Esforcémonos por vivir la unidad sincera y profunda en nuestro presbiterio, a pesar de las diferencias objetivas que puede haber entre nosotros, que más que una dificultad puede suponer una riqueza para todos. Pongamos siempre, en primer lugar, la obediencia sincera al Señor; la diligente fidelidad al único Sacerdote, Jesús; el amor profundo a nuestra madre la Iglesia, lo que implica protegerla y cuidarla, siendo conscientes de lo que suponen las consecuencias de nuestros actos; y el servicio de nuestra total entrega al pueblo santo de Dios.

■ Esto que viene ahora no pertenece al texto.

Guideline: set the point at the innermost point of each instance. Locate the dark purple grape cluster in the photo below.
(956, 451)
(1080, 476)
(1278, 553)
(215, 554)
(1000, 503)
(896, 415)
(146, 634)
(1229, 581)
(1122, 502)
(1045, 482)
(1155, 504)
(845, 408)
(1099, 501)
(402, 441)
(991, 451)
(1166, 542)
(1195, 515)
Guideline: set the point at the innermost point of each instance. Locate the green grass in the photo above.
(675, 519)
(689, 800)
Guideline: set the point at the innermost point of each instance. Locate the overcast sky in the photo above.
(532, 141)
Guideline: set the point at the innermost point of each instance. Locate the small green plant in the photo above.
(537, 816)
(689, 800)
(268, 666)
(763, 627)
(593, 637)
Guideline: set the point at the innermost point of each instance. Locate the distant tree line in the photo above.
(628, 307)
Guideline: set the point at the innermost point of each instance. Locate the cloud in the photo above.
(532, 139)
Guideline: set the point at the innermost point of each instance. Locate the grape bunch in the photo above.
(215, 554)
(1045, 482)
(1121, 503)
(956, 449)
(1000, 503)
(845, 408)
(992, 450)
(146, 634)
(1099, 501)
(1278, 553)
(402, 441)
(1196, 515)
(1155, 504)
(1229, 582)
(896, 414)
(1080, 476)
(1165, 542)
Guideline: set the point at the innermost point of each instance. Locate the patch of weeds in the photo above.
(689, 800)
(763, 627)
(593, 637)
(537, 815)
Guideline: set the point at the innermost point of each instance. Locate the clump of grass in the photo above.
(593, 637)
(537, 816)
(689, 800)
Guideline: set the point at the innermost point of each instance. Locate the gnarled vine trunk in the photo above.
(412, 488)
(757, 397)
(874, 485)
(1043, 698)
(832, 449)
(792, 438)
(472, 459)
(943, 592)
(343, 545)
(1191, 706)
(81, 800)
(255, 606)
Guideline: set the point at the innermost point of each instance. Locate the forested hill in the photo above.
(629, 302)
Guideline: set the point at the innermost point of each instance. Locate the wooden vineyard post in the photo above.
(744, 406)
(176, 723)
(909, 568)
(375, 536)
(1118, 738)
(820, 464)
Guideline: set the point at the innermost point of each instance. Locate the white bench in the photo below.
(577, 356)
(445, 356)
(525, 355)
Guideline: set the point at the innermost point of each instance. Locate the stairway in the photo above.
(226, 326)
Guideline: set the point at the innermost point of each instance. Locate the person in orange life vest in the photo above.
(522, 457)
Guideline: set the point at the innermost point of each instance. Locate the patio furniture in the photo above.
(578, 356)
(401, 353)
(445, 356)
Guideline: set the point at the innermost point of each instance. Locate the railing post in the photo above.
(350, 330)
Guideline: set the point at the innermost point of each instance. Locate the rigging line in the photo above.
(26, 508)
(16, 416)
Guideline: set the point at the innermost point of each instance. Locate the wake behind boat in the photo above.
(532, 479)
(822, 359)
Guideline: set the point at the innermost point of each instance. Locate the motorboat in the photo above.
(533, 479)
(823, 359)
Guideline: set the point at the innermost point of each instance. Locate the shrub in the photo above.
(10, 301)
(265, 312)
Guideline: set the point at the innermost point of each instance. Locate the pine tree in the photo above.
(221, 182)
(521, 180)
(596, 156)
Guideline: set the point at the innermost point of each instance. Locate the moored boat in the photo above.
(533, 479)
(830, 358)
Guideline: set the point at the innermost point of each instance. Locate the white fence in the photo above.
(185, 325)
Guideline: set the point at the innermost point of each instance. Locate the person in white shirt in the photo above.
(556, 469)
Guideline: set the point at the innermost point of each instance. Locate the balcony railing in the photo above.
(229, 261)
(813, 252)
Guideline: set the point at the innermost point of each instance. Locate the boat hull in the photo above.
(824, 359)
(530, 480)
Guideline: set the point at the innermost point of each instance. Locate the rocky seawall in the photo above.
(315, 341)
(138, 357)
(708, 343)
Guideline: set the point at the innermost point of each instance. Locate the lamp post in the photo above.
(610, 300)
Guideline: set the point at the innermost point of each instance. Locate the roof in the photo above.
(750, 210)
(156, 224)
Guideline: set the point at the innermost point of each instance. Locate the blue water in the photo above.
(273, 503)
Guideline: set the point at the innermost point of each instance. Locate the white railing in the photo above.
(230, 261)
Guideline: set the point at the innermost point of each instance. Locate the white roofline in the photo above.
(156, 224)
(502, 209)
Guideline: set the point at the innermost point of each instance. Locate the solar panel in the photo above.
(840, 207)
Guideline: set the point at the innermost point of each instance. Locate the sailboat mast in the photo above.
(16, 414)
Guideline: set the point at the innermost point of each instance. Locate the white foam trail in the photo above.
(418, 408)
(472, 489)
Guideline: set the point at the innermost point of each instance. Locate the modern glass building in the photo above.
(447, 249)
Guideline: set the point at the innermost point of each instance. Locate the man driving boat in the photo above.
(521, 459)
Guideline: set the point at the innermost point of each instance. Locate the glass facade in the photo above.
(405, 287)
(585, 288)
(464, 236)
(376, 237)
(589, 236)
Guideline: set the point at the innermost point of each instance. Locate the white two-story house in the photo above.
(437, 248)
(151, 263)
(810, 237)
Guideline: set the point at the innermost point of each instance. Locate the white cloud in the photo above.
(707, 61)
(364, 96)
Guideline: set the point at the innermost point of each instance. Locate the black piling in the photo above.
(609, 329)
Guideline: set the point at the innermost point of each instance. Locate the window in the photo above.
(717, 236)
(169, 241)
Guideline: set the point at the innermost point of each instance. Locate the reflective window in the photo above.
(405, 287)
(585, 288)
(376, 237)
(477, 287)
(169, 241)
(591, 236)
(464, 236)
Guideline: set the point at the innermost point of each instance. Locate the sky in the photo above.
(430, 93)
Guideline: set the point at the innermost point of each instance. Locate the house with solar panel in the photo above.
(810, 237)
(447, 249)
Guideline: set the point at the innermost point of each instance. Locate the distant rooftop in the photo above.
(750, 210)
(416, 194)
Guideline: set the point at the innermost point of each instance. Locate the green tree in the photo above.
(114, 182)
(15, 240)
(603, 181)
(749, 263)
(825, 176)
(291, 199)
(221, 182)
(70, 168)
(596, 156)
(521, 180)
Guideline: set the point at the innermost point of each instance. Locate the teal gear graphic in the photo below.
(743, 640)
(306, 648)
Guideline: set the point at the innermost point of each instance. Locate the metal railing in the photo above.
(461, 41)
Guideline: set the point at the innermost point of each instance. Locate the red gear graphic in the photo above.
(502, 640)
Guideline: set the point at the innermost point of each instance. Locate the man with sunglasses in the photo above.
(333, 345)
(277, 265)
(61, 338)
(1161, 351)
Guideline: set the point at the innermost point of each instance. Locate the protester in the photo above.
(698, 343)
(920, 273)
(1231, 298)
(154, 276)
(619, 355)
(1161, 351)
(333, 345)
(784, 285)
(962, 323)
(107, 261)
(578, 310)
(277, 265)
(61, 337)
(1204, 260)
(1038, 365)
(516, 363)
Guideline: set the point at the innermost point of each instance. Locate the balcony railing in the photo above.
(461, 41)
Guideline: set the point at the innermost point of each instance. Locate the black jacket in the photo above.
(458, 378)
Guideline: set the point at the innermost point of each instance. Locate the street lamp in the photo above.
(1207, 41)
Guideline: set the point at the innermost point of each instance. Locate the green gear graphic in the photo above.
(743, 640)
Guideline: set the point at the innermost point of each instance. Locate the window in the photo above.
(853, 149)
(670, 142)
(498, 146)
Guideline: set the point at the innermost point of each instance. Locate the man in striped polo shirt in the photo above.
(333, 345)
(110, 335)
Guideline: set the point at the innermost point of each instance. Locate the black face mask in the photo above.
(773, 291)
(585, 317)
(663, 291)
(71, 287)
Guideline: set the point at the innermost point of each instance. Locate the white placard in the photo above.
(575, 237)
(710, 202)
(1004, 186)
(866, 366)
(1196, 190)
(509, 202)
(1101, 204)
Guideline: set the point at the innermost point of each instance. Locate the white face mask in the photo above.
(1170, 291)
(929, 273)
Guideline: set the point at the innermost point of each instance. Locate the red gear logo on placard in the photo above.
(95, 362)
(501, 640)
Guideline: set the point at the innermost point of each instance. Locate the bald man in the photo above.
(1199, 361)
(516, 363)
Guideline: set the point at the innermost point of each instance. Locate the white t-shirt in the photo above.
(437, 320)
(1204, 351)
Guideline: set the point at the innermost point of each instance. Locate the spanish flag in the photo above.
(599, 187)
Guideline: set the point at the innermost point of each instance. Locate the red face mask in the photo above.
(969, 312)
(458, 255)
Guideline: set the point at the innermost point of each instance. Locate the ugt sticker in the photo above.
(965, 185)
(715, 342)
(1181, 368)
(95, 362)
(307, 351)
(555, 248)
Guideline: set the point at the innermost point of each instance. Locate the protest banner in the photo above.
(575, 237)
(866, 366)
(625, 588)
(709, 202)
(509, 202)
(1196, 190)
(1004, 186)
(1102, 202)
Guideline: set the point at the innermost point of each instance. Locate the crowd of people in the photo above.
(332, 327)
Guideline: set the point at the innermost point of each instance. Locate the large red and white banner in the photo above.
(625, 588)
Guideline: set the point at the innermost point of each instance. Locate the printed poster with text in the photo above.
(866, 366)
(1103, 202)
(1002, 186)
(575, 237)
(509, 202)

Queridos hermanos sacerdotes, gracias en nombre del Señor y de toda nuestra Iglesia jiennense por vuestra entrega y fidelidad, por vuestro ser sacerdote. Agradezcamos la vida entregada hasta la muerte de nuestros hermanos que en este año han pasado a la presencia del Padre: Nuestro querido D. Antonio Ceballos Ob, D. Joaquín Tuñón, D. Félix Martínez, D. Manuel Peña, D. Valentín Anguita, D. Reyes Castaño y D. Diego Moreno.
Hoy es día de oración por todo el Pueblo Santo de Dios, pueblo consagrado y sacerdotal, pero especialmente por quienes estamos llamados a ser “otros Cristos”, por el sacerdocio ministerial recibido. Por ello, queridos diáconos, religiosos, religiosas, hombres y mujeres, jóvenes y ancianos, fieles cristianos laicos, rogad con nosotros y por nosotros, por nuestro ministerio, para que renovemos verdaderamente, de corazón, las promesas sacerdotales, y pidamos a Dios que nunca falten en nuestra Iglesia jóvenes dispuestos a ofrecer su vida en este servicio santo del ministerio sacerdotal y apostólico.
Que Santa María, Madre de Jesús y Madre nuestra, Madre de los Apóstoles y Madre de la Iglesia, nos conceda la gracia de responder con fidelidad y con alegría a la vocación que cada uno hemos recibido del Señor para servicio de los hermanos y edificación del Reino de Dios en nuestro mundo.